Private Wealth Matters

The Family Office: What the Heck Is It and Why Would I Want One?

The Family Office: What the Heck Is It and Why Would I Want One?

This week’s blogger is Raymond G. Russolillo, CPA, tax partner and leader of Withum’s Family Office service niche. 
I have been in and around family offices for over 30 years.  Frankly, I am still not sure what they are.
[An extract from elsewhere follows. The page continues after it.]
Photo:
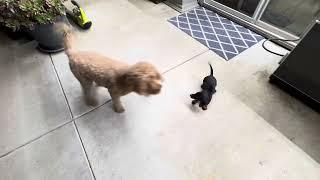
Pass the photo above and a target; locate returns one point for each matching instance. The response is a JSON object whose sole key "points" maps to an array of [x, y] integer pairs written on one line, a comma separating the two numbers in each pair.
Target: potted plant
{"points": [[37, 17]]}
At best, the term “family office” is amorphous.   So is its history.  No one knows exactly when or how, but in Europe, the first family offices started in the 15th and 16th centuries just after the Crusades with land ownership being the main store of value being managed.  By contrast, the original U.S. family offices were created by wealthy merchants in the 19th century who hired trusted advisors to oversee their wealth and, by extension, their families while they traveled.  The concept grew and by the early 20th century families like Rockefeller, Phipps, and Pitcairn started their own offices to manage the family fortune for generations to come.  Today, many offices are started by those in technology and finance.  The fact is, then as now, no two offices are alike.
Since I like to simplify, I like to think of family offices as existing to take care of the “business of the family” rather than the “family business.”  It is a subtle, yet crucial difference.family office

In its simplest and most comprehensive sense, a family office is an organization or group of organizations which provide planning, compliance, and administrative services to one or more generations of a family.  These services are designed to preserve, enhance, and grow the already attained wealth of the family.  Importantly, the family office is not an operating company that creates wealth; it is a vehicle to manage and administer family wealth for current and future generations.  To the extent that a family office is involved with managing money for its clients, certain registration and compliance rules apply; these are beyond the scope of today’s discussion.
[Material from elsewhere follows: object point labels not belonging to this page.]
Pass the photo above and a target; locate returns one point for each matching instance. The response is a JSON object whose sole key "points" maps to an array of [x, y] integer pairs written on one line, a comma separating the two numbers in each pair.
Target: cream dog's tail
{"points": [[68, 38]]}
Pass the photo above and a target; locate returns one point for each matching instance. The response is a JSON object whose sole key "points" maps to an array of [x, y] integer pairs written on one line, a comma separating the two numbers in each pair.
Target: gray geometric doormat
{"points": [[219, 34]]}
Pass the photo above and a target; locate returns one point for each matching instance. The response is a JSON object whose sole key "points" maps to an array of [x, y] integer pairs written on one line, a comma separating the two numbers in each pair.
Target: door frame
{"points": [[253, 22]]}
Ok, so I guess I DO know what a family office is!

These days, most family offices are started after the liquidation of a family operating business resulting in a large infusion of liquid capital to the family unit.  The patriarch/matriarch is often not as interested in “running the money” as they were in “running the family business” and the hiring of outside advisors and delegation of control often occurs.

There are two basic types of family offices, the single-family office (SFO’s) and the multi-family office (MFO’s).  Generally speaking, SFO’s are not economically viable unless there is a truly substantial amount of wealth, say $100 million or more.  As in days of yore, these offices come in a wide variety of flavors and can be as simple as a single employee organizing the multiple members of the family to full-fledged enterprises with a CEO, CIO, accountants, bookkeepers, and other professionals on staff at the beck and call of the family members.  MFO’s serve more than one family and may be private enterprises, combined to share infrastructure costs or may be public, commercial vendors organized around the wealth management model.  We tend to think of MFO’s being housed in private banks and money management firms.

The third type of family office is actually a variation on the theme of the MFO.  It is what I like to call the virtual family office (VFO).  In a VFO, independent high end service providers such as money managers, accountants, attorneys and bankers join forces to form teams to act as family offices without the family having to make the substantial investment required of an SFO.  The virtual family office also has an advantage over a traditional MFO in that the services are not limited to the offerings on the menu of the MFO.
Family offices can also be divided into three classes, with overlap of course, as follows:

  • Class A – Family Office Companies
    • Provide comprehensive financial oversight and estate management
    • Often charge a flat monthly fee
    • Advice is objective; report monthly to clients
  • Class B – Financial Services offered by lawyers, CPA’s and banks
    • Provide investment advice for a fee which may or may not be free from conflicts of interest
    • Can offer products and services outside the normal scope of a family office
    • Do not generally directly manage or administer illiquid assets in an estate.
  • Class C – Basic Estate Services
    • Monitors the estate and reports irregularities to the family or trustee
    • Provides basic administrative services such as bookkeeping and mail sorting
    • Generally run directly by the family

Once the province of the mega-wealthy, the family office has morphed into a concept from which a much wider group of high net worth families can benefit.  Traditional accounting, legal, and investment management relationships have often evolved to include related and much-needed services that go far beyond the scope of the traditional relationship.  As one’s family wealth grows, so does the need for an integrated and comprehensive approach to managing the “business of the family.”